4-Hydroxybenzaldehyde (4-HBd) is used for the treatment of headaches, dizziness, and convulsions. The objective of this study was to characterize the pharmacokinetics of 4-HBd in cerebral ischemia-reperfusion injury (CIRI) rats by microdialysis technology with high-performance liquid chromatography with diode-array detection (HPLC-DAD) and ultra-performance liquid chromatography-mass spectrometry (UPLC-MS).

Microdialysis was used to collect blood, feces, and urine of normal and CIRI model rats. Pharmacokinetic parameters were determined using HPLC-DAD and 4-HBd metabolites were determined using UPLC-MS.

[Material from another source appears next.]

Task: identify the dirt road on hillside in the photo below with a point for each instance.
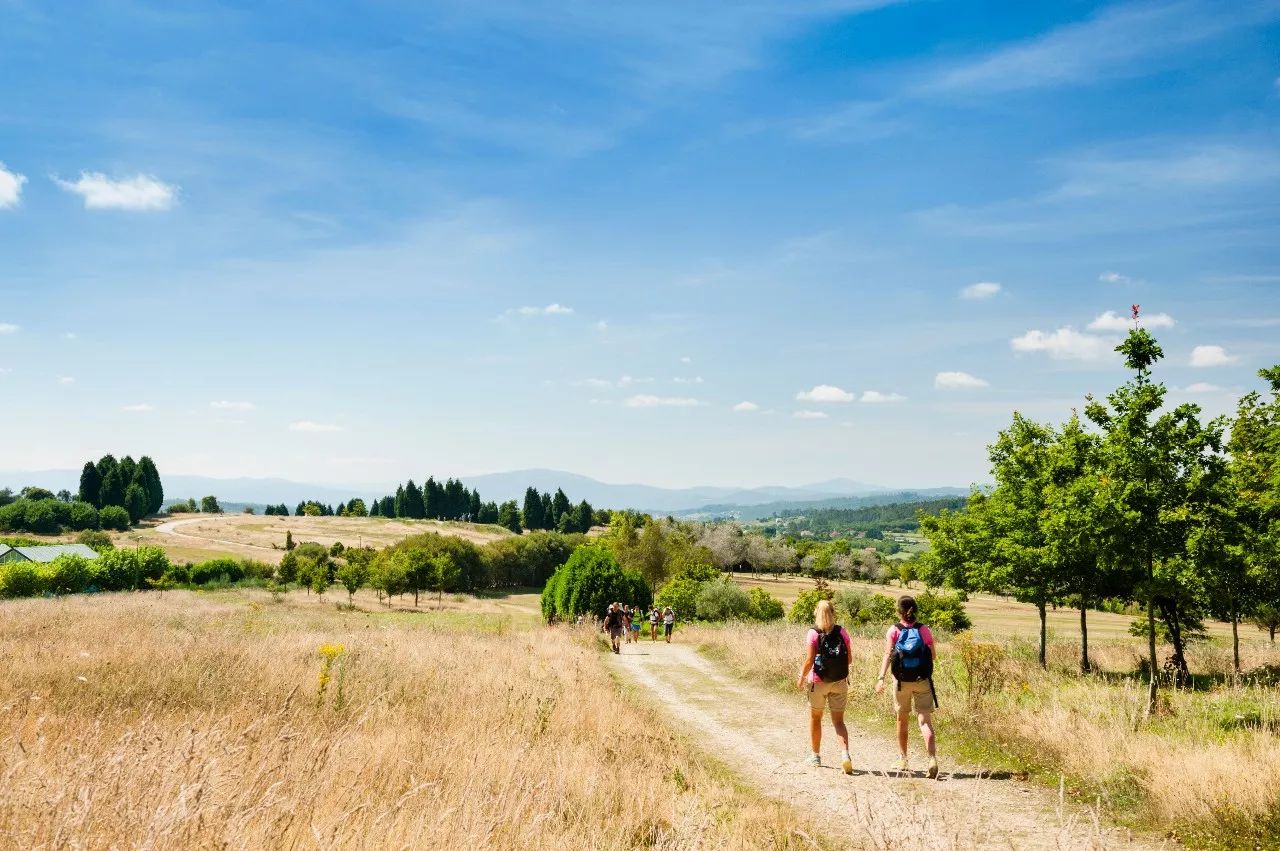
(763, 737)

After gavage of 4-HBd in normal and middle cerebral artery occlusion/reperfusion (MCAO/R) rats, it was widely distributed to all tissues (heart, liver, spleen, lung, kidney, and brain) in both the equilibrium and elimination phases, and the distribution pattern was basically the same; the highest concentration was found in the brain. The absolute bioavailability of 4-HBd was 5.33%; however, after intragastric administration in normal and MCAO/R rats, fecal and urinary excretion of 4-HBd accounted for 0.02% and 0.01% and for 0.01% and 0.03% of the dosage, respectively. Furthermore, 4-HBd was rapidly metabolized into 4-hydroxybenzoic acid (4-HBA) after administration in both the control and MCAO/R groups. Compared with the control, the peak time of 4-HBd plasma concentration in the MCAO/R rats decreased from 10.67 min to 8.83 min, the area under the concentration-time curve decreased significantly, and the half-life increased from 31.81 min to 78.85 min.

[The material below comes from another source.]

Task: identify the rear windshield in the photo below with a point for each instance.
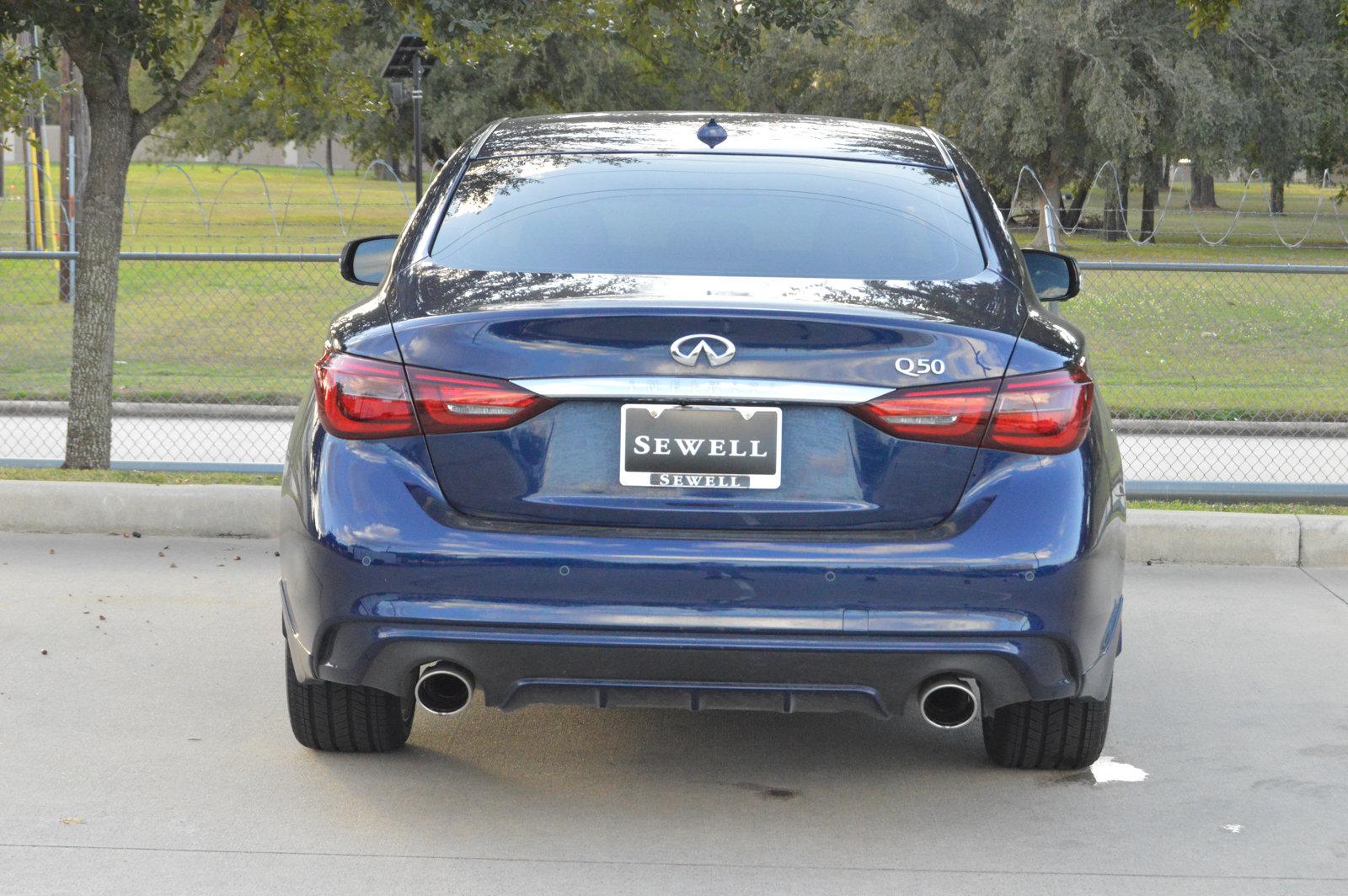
(709, 216)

The rapid absorption and low absolute bioavailability of 4-HBd by gavage in rats are followed by rapid and wide distribution to various tissues and organs, including the brain. The prototype drug is excreted in the feces and urine in low amounts, and it is metabolized to 4-HBA in large amounts in vivo; the pathological state of the MCAO/R model mainly affects its absorption degree and metabolism rate.